Cohen has been direct about what he observed across two decades of finance work. “I started Viewz because I spent 20 years watching finance fail in the same way, not from a lack of data, but from a lack of structure. We are not a better tool. We are a different answer to the same question every finance leader has been asking for years: why does this still feel so hard?”
The distinction between data and structure is central to the company’s argument. Finance teams today generate substantial data. The problem is that the data lives across disconnected systems, arrives inconsistently, and requires manual reconciliation before it can be trusted. AI built on top of that data inherits all the same inconsistencies. Intelligence, without a unified and governed data foundation beneath it, doesn’t solve the underlying problem. It surfaces it more visibly.
The Platform: One Operating Model, Not a Suite of Tools
Viewz is built around a single unified ledger that connects bookkeeping, FP&A, payroll, compliance, and reporting into one operating model. Rather than integrating with existing systems, the platform replaces them. Every transaction is structured, reconciled, and updated daily within a governed ledger, enabling what the company calls a “continuous close.”
The continuous close concept represents a direct challenge to one of the most persistent inefficiencies in corporate finance: the month-end crunch. In most organisations, the close cycle is a slow, manual, error-prone process that forces finance teams into a reactive posture for much of the calendar. Viewz’s architecture is designed to make closing a continuous state rather than a periodic event.
Embedded in the platform is what the company describes as an expert finance layer, a combination of AI agents and structured process logic built on top of the governed ledger. Because the underlying data is consistent and reconciled, the AI outputs are reliable in a way that AI built on top of fragmented systems cannot be.
Investor Conviction and the Retention Signal
The metrics that drew investor attention were not standard growth numbers. The figure that stood out was churn, or more precisely, the absence of it. Since its quiet launch a year ago, Viewz has reached multi-million-dollar ARR and reported zero voluntary churn.
Aaron Rinberg, Partner at Ibex Investors, framed the opportunity in terms of the depth of the rebuild. “Most finance-oriented startups are layering intelligence on top of broken plumbing. Viewz rebuilt the plumbing.
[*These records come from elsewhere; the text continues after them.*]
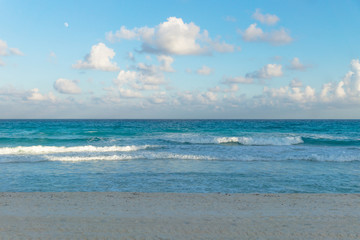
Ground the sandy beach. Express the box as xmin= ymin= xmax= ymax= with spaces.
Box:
xmin=0 ymin=192 xmax=360 ymax=239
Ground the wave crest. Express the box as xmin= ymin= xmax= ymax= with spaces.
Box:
xmin=215 ymin=136 xmax=304 ymax=146
xmin=0 ymin=145 xmax=158 ymax=155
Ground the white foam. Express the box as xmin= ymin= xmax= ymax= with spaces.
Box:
xmin=45 ymin=153 xmax=215 ymax=162
xmin=0 ymin=145 xmax=158 ymax=155
xmin=215 ymin=136 xmax=304 ymax=146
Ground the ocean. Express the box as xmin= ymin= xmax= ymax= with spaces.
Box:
xmin=0 ymin=120 xmax=360 ymax=193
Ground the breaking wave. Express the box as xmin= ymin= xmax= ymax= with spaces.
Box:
xmin=0 ymin=145 xmax=159 ymax=155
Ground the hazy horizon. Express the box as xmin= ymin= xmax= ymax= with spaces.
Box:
xmin=0 ymin=0 xmax=360 ymax=119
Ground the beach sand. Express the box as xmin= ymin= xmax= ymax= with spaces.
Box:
xmin=0 ymin=192 xmax=360 ymax=239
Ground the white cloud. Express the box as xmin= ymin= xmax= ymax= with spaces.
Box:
xmin=25 ymin=88 xmax=56 ymax=102
xmin=113 ymin=55 xmax=174 ymax=93
xmin=246 ymin=64 xmax=283 ymax=79
xmin=72 ymin=43 xmax=119 ymax=71
xmin=225 ymin=16 xmax=236 ymax=22
xmin=54 ymin=78 xmax=81 ymax=94
xmin=263 ymin=85 xmax=316 ymax=104
xmin=223 ymin=76 xmax=254 ymax=84
xmin=196 ymin=65 xmax=213 ymax=75
xmin=242 ymin=23 xmax=264 ymax=42
xmin=127 ymin=52 xmax=135 ymax=61
xmin=287 ymin=57 xmax=310 ymax=71
xmin=320 ymin=59 xmax=360 ymax=102
xmin=252 ymin=9 xmax=280 ymax=25
xmin=9 ymin=48 xmax=24 ymax=56
xmin=157 ymin=55 xmax=175 ymax=72
xmin=119 ymin=87 xmax=143 ymax=98
xmin=106 ymin=26 xmax=138 ymax=42
xmin=106 ymin=17 xmax=234 ymax=55
xmin=240 ymin=23 xmax=293 ymax=46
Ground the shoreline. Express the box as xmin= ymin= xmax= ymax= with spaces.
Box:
xmin=0 ymin=192 xmax=360 ymax=239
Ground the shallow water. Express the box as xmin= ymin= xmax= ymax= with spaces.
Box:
xmin=0 ymin=120 xmax=360 ymax=193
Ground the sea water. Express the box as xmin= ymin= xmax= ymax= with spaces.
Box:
xmin=0 ymin=120 xmax=360 ymax=193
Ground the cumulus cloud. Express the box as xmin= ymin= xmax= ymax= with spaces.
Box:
xmin=246 ymin=64 xmax=283 ymax=79
xmin=225 ymin=16 xmax=236 ymax=22
xmin=240 ymin=23 xmax=293 ymax=46
xmin=257 ymin=59 xmax=360 ymax=107
xmin=157 ymin=55 xmax=175 ymax=72
xmin=25 ymin=88 xmax=56 ymax=102
xmin=106 ymin=17 xmax=235 ymax=55
xmin=263 ymin=84 xmax=316 ymax=103
xmin=113 ymin=55 xmax=174 ymax=94
xmin=54 ymin=78 xmax=81 ymax=94
xmin=196 ymin=65 xmax=213 ymax=75
xmin=252 ymin=9 xmax=280 ymax=25
xmin=223 ymin=76 xmax=254 ymax=84
xmin=320 ymin=59 xmax=360 ymax=102
xmin=287 ymin=57 xmax=310 ymax=71
xmin=72 ymin=43 xmax=119 ymax=71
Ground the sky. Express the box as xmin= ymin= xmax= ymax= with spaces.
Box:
xmin=0 ymin=0 xmax=360 ymax=119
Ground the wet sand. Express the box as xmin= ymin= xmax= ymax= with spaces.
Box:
xmin=0 ymin=192 xmax=360 ymax=239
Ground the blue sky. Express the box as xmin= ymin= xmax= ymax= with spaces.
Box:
xmin=0 ymin=0 xmax=360 ymax=118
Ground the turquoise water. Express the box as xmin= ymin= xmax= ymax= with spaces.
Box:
xmin=0 ymin=120 xmax=360 ymax=193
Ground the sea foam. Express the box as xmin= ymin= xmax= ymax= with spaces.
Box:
xmin=215 ymin=136 xmax=304 ymax=146
xmin=0 ymin=145 xmax=158 ymax=155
That’s a much harder thing to do, and it’s the only version of automated finance that scales.”
Sergey Gribov, General Partner at Flint Capital, pointed to retention as the defining signal. “What stood out wasn’t the growth; it was the retention. Zero voluntary churn tells you customers aren’t using Viewz alongside their existing tools. They’re using it instead. One thing that really caught my attention was feedback from one of my CFOs: if he were using this platform, he believes he could run his team with roughly 30% fewer people.”
That 30% figure is not a projection Viewz itself has made. It’s a CFO’s working estimate of what a unified operational finance system would mean for headcount. The fact that it emerged organically from a customer conversation rather than a marketing deck gives it a different weight.
From Tool to Infrastructure
Erez Fisher, VP of Finance at Dig Security, offered a customer perspective that reinforces the replacement narrative. “Viewz is my finance department from A to Z; everything I need in one place. When I moved companies, I brought Viewz in from day one.”
The portability of that commitment, moving it from one company to the next rather than treating it as a vendor relationship to be re-evaluated, speaks to the stickiness the investors identified. Viewz is not operating as a productivity layer. It’s operating as the system of record.
The $7 million round is being deployed toward what the company describes as a “fully agentic finance team,” a continuously operating system rather than a collection of features. The direction signals a bet that finance infrastructure, not finance software, is where durable enterprise value is being built.
Cohen put it plainly: “Finance was never meant to feel this heavy. But it does. More tools. More people. Less clarity. That’s the problem we set out to fix, not by improving the model, but by replacing it.”